Coletivo de imigrantes e refugiadas.
Coletivo de imigrantes e refugiadas.GTRES

Em 2018, 158.590 mulheres foram vítimas de violência machista na Espanha. Sete de cada 10 denúncias acabaram em condenação, de acordo com o Observatório contra a Violência Doméstica e de Gênero. No próprio dia 8 de março, um octogenário matou sua mulher com um tiro em Madri.

Na capital, além das estudantis, durante toda a manhã ocorreram concentrações em que se lia o manifesto, engrossadas por coletivos de mulheres negras, imigrantes e refugiadas.

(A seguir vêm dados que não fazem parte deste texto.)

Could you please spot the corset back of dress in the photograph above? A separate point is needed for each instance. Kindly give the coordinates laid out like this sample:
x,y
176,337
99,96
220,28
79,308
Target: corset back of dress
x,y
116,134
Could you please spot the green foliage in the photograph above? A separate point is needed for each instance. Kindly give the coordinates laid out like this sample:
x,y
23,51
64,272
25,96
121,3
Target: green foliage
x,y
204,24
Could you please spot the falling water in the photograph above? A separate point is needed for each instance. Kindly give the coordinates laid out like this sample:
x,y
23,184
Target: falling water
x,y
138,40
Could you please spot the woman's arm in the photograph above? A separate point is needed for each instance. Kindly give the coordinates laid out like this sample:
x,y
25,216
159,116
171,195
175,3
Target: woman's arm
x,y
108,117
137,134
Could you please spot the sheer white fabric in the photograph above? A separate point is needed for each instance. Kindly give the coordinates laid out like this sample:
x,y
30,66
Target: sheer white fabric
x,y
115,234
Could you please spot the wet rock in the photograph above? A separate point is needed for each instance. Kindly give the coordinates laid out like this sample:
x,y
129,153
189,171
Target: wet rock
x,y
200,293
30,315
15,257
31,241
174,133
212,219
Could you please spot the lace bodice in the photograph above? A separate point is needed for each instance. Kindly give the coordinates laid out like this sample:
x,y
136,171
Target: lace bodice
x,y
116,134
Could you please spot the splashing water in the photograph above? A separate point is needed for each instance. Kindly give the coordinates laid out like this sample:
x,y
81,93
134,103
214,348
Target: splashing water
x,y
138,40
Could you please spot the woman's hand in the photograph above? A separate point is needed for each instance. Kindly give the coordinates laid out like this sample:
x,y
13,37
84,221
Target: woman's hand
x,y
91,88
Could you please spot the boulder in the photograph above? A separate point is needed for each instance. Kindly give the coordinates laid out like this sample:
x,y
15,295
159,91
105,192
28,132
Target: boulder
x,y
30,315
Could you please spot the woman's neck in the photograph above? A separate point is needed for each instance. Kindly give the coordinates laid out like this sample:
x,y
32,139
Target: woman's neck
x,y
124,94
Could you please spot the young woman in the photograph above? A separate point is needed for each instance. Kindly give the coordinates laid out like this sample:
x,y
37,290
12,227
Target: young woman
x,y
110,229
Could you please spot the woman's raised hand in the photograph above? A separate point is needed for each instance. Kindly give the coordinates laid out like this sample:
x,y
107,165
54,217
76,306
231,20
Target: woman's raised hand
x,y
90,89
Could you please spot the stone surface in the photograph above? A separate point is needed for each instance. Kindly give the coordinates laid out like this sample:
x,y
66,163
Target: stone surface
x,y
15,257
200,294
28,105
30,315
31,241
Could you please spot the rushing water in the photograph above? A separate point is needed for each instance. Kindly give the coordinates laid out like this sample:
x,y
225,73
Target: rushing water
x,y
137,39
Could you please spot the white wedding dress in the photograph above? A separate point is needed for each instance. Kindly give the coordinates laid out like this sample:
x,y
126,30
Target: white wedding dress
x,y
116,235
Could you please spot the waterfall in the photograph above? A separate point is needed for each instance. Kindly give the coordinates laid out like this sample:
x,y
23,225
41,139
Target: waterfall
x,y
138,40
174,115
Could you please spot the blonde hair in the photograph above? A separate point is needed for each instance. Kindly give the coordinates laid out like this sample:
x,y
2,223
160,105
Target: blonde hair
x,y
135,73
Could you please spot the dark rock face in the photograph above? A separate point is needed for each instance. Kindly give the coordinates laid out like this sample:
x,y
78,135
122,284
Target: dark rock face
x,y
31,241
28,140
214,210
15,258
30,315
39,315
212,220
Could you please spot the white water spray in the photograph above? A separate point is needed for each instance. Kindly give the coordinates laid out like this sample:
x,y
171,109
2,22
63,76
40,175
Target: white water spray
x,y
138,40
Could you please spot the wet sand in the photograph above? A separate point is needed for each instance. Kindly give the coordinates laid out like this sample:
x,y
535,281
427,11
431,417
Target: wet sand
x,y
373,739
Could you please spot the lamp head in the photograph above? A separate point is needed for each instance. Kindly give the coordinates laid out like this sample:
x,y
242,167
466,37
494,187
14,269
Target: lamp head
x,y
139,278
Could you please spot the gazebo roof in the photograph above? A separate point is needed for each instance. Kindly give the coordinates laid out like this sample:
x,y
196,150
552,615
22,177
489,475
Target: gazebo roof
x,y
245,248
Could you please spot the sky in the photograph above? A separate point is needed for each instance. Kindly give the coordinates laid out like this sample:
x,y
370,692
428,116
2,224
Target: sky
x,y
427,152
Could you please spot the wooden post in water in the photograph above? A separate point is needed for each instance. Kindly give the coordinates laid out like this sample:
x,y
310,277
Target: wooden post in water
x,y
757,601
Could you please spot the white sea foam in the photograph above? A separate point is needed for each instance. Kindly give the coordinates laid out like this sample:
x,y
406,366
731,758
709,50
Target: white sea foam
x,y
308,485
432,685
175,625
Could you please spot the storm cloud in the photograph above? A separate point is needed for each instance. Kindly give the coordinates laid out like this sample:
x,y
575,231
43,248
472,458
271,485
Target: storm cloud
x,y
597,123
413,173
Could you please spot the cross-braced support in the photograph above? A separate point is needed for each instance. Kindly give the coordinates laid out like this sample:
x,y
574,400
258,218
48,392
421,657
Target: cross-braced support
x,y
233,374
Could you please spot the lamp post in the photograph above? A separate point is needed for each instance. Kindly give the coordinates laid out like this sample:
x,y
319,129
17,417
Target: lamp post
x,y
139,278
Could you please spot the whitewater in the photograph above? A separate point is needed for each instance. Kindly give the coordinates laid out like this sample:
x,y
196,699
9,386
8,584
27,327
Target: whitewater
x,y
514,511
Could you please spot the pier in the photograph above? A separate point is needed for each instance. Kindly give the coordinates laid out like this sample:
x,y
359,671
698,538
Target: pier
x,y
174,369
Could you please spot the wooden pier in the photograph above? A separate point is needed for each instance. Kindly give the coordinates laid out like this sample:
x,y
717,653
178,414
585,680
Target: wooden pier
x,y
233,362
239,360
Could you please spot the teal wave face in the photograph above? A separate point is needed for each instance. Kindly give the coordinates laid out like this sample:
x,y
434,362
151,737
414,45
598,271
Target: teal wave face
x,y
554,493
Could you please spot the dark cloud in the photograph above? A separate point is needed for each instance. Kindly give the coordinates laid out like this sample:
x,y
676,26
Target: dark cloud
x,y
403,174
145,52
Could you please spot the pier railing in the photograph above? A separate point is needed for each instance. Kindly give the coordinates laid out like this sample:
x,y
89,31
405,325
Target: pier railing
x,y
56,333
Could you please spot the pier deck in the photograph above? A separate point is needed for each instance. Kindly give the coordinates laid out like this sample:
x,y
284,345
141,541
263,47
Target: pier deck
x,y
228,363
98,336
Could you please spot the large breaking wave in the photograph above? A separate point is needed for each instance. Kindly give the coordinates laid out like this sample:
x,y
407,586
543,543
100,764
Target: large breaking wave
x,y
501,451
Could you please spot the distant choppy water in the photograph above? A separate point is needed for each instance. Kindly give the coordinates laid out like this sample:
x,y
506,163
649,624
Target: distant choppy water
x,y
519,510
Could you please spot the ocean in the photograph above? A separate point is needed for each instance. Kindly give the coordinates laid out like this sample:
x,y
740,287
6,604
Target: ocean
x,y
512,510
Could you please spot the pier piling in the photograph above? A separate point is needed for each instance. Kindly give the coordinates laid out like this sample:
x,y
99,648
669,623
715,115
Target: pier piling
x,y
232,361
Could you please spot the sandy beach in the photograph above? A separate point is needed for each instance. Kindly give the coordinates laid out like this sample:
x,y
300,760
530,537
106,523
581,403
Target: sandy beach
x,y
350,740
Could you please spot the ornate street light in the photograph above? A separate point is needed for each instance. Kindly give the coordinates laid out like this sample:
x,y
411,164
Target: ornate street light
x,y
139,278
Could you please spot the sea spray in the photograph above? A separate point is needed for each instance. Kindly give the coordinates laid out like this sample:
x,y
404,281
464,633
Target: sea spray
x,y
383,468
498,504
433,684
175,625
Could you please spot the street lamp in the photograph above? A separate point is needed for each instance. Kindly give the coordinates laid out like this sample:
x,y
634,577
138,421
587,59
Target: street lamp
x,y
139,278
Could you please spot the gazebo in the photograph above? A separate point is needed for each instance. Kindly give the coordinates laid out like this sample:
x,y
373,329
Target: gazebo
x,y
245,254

Magda e Amanda, funcionárias da empresa pública Ineco, foram da estação de Atocha rumo à rua Cibeles, usando lenços roxos: “Fazemos isso para continuar exigindo nossos direitos e pelas que vêm atrás. Outras lutaram por nós e agora nós precisamos fazê-lo”, disse Amanda. Imagens parecidas se repetiram em toda a Espanha. Em Sevilha, Isabel Garruta e Claudia González, empregadas em uma unidade de Justiça juvenil, afirmaram que fazem parte de uma equipe de 28 pessoas, das quais 23 são mulheres e somente cinco homens, mas dois deles são os chefes. “Todas estamos abaixo em cargos de poder e as que sobem são as que se demitem, continuam existindo sanções ocultas e represálias”.

A desigualdade trabalhista, em todos os seus formatos, também está entre os 1.000 motivos de queixa feitas pelas mulheres nas ruas na sexta-feira. E em setores com maior presença feminina, como a enfermagem, é ainda mais chamativo. Mas os problemas a solucionar não param aí: “Como enfermeiras, ainda se mantém a ideia de enfermeira sexy, sempre complacente e sempre disposta a agradar. Com certeza precisamos aguentar muitos comentários sexistas”, afirmou em uma concentração em Granada Pilar Juárez, que se diz do partido Cidadãos.

De fato, junto com o afastamento da mobilização por parte do Vox e do PP – cujos líderes foram criticados em várias concentrações –, o discurso alternativo do Cidadãos, com sua ideia de “feminismo liberal”, também marcou o dia em um cenário político em que a proximidade das eleições gerais (próximo dia 28 de abril) e europeias autônomas e municipais (dia 26 de maio) condiciona quase tudo. A candidata do Cidadãos à Prefeitura de Madri, Begoña Villacís, e a líder do partido na Catalunha, Inés Arrimadas, receberam gritos de protesto na manifestação da tarde em Madri.

Por parte do Governo socialista, também se manifestaram na capital, entre outras, a vice-presidenta Carmen Calvo e as ministras Nadia Calviño, Magdalena Valerio, Reyes Maroto, Dolores Delgado, e o fizeram ao lado de Begoña Gómez, esposa do presidente Pedro Sánchez. O Podemos também teve representação significativa liderada pela porta-voz do partido no Congresso, Irene Montero.